The whole story almost sounds too good to be true, and Toppin acknowledges the relative oddity of his budding career. The question NBA teams have to ask themselves is at what point his unusual trajectory wins out over conventional thought—which, in a vacuum, devalues the proposition of using a lottery pick on a 22-year-old. But this is not viewed as a normal draft, with the sub-par talent level of the potential player pool having been well-discussed at this point. And, probably burying the lede a bit, Toppin has had quite the season, averaging 20 points on 12 field goal attempts, shooting 69% on two-point attempts and 39% from three point range, grabbing seven rebounds per game, and putting himself among the contenders for every top national award.
There’s some immediate precedent for college stars punting the age question: Virginia forward De’Andre Hunter vaulted into the top five of last year’s draft on the strength of his team’s national championship run, despite being 21 years old and at least 18 months older than all three players selected before him. North Carolina sharpshooter Cam Johnson, then 23, was selected 11th by Phoenix, becoming the oldest lottery pick since Buddy Hield (albeit a selection that was widely panned across the industry). Hield went sixth to New Orleans in 2016 after four years at Oklahoma, and was recently revealed to have been born in 1992, not 1993, making him 23 on draft night.

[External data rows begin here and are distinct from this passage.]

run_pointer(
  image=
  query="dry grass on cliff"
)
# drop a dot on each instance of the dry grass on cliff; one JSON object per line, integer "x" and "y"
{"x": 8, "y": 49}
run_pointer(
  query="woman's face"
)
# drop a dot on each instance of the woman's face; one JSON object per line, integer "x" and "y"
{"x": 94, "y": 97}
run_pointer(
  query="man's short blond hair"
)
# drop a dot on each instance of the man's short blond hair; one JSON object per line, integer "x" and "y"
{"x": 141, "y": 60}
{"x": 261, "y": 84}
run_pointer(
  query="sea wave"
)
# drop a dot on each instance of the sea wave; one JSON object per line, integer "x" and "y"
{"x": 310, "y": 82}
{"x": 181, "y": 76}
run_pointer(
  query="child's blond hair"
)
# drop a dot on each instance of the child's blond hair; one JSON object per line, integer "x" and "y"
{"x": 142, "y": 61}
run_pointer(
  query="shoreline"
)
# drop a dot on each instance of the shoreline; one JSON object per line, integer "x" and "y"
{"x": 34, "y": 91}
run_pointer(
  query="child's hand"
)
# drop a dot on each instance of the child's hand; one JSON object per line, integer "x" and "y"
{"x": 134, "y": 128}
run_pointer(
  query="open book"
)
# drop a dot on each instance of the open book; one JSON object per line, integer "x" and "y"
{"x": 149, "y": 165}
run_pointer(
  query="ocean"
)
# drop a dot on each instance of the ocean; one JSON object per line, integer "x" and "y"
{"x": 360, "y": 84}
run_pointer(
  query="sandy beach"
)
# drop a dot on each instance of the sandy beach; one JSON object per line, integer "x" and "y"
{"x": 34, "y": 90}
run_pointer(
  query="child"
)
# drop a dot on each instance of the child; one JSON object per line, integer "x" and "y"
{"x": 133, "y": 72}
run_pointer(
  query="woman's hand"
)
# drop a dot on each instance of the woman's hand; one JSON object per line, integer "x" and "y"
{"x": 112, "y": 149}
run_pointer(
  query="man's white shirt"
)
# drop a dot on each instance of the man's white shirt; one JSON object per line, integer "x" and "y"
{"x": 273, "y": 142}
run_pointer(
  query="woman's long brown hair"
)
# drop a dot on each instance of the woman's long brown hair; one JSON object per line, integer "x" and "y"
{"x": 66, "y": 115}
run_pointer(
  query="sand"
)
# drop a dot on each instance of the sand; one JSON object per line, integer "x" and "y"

At 22, Toppin is close to maxed out physically, but boasts a good deal of polish offensively, as well as room to improve as a shooter and complementary playmaker. Optimistic evaluators see a readymade role player who can help teams win right away. Others hold concerns about him defensively, where he’s not particularly mobile or prolific as a shot blocker, and can at times be averse to contact. But there appears to be enough buzz in Toppin’s favor to project him comfortably somewhere in the mid to late lottery at this stage, barring a major sea change in consensus.
“Obi fits the mold for a modern big perfectly,” says one Eastern Conference scout. “Well rounded offensive skillset, combined with explosive athleticism. I think he’s one of the safest bets in the draft. Long term starter potential, and could have a similar career to a Paul Millsap or Al Horford. He won’t be your first or second-best guy, but he can be a key piece on winning teams.”
Understandably, Toppin told reporters last week that he wasn’t ready to think about the prospect of his college career ending. He acknowledged the likelihood that he’d turn pro in the spring, and justifiably so. With an A-10 tournament title firmly within reach, and potentially more on a national level, there’s a real platform for Toppin to endear himself further to NBA decision-makers. Dayton’s focus is on the next few weeks. But Toppin’s future will remain a point of debate all the way through June.
“He almost reminds you of Kyle Kuzma a bit, just because he’s really interesting offensively in a variety of ways,” says another Eastern Conference executive. “I’m not worried there. But he also creates some issues on the defensive end, where I’m not sure how high I’d go. But there comes a point in the draft where you really have to think about it.”